[
https://issues.apache.org/jira/browse/STANBOL-498?page=com.atlassian.jira.plugin.system.issuetabpanels:comment-tabpanel&focusedCommentId=13287496#comment-13287496
]
Suat Gonul commented on STANBOL-498:
------------------------------------
With my last commit, I have checked in the file based implementation for the
Store interface. That commit also includes a Apache Derby based revision
management mechanism and serialization/deserialization mechanism for content
parts. Comments are very welcome for the implementation.
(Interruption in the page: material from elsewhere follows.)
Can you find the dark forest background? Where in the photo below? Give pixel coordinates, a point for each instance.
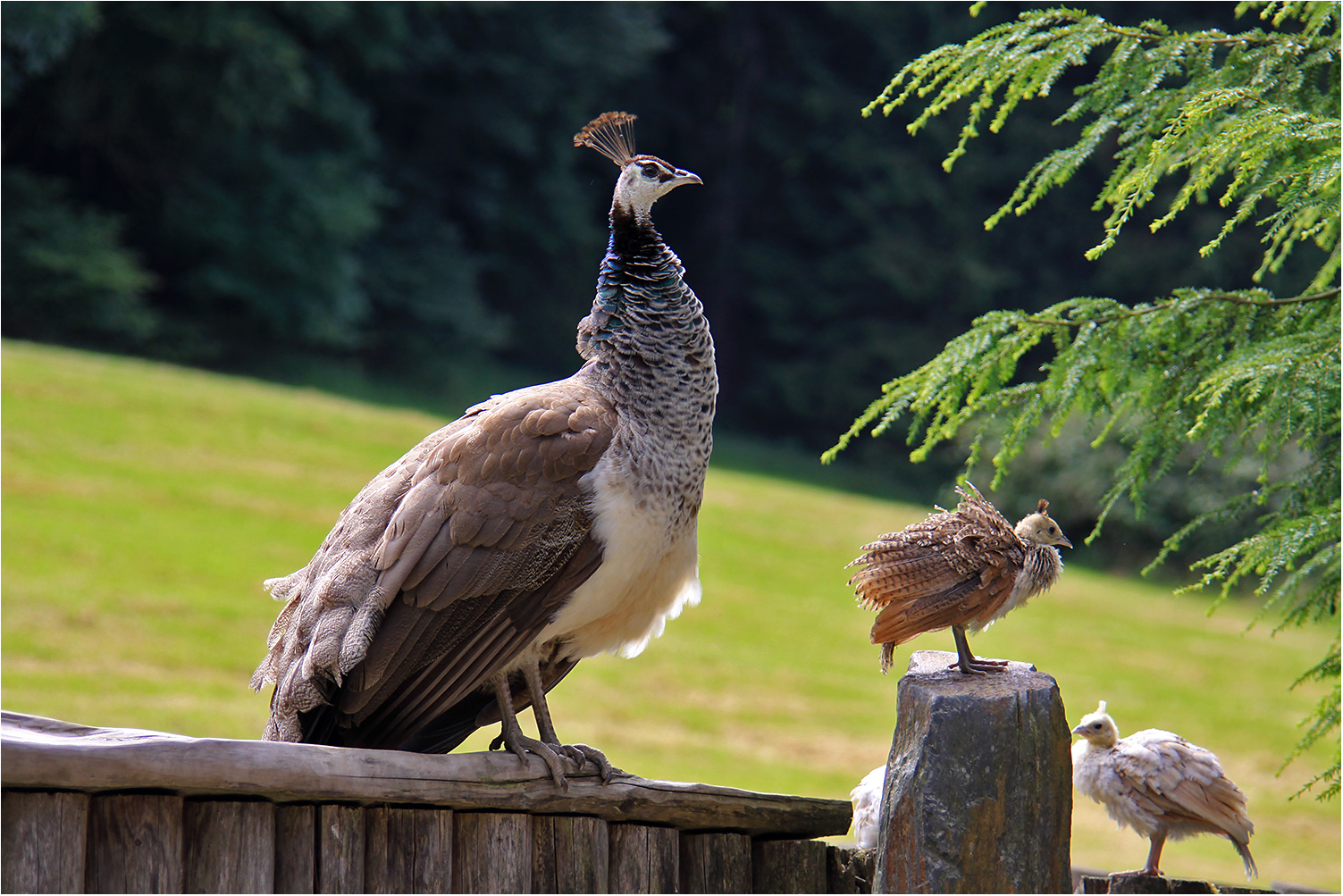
(383, 199)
>From now on, I'm planning to write some tests and afterwards continue with the
>indexing part.
> Contenthub: Enhanced ContentItem Store
> --------------------------------------
>
> Key: STANBOL-498
> URL: https://issues.apache.org/jira/browse/STANBOL-498
> Project: Stanbol
> Issue Type: Sub-task
> Components: Content Hub
> Reporter: Rupert Westenthaler
>
> Simple Storage interface for enhanced ContentItems.
> This Store is used to
> 1. save the ContentItems after they are enhanced by the Enahncer
> * The Blobs (original content and transcoded versions)
> * The Metadata (Enhancement Results)
> 2. retrieve ContentItems while semantic indexing
> * Iterator over the IDs
> * Get ContentItem by ID
> This store is NOT intended to be used for search! It is only used for ID
> based lookup.
> Implementations:
> -----------------------
> * CMS Adapter: An implementation based on the CMS Adapter provides the
> possibility to store the Enhancement Results directly within the CMS.
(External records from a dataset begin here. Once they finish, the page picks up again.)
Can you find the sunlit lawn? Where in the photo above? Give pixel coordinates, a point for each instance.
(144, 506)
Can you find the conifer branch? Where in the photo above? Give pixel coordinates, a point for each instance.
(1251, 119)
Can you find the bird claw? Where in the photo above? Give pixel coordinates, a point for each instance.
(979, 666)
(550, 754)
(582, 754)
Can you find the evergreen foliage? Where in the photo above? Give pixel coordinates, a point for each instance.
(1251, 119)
> Typically this will be the CMS also sending the request to the Contenthub,
> but this is no requirement.
> * Clerezza based implementation: Clerezza - as RDF based CMS - provides the
> required functionality to store both the content AND the metadata of the
> contentItem
> * File based: Simple file based storage without any external dependencies.
> This could be used as default and for testing
> Interface:
> -------------
> The interface will be based-on/replace the
> [Store](http://svn.apache.org/repos/asf/incubator/stanbol/trunk/contenthub/servicesapi/src/main/java/org/apache/stanbol/contenthub/servicesapi/store/Store.java)
> interface already present in the Contenthub. However the suggestion is to
> remove the "getEnhancementGraph()" as this is not required by the usecases
> (1) and (2) mentioned above. In addition the store interface should be
> extended with a remove method to allow manual deletion of ContentItems.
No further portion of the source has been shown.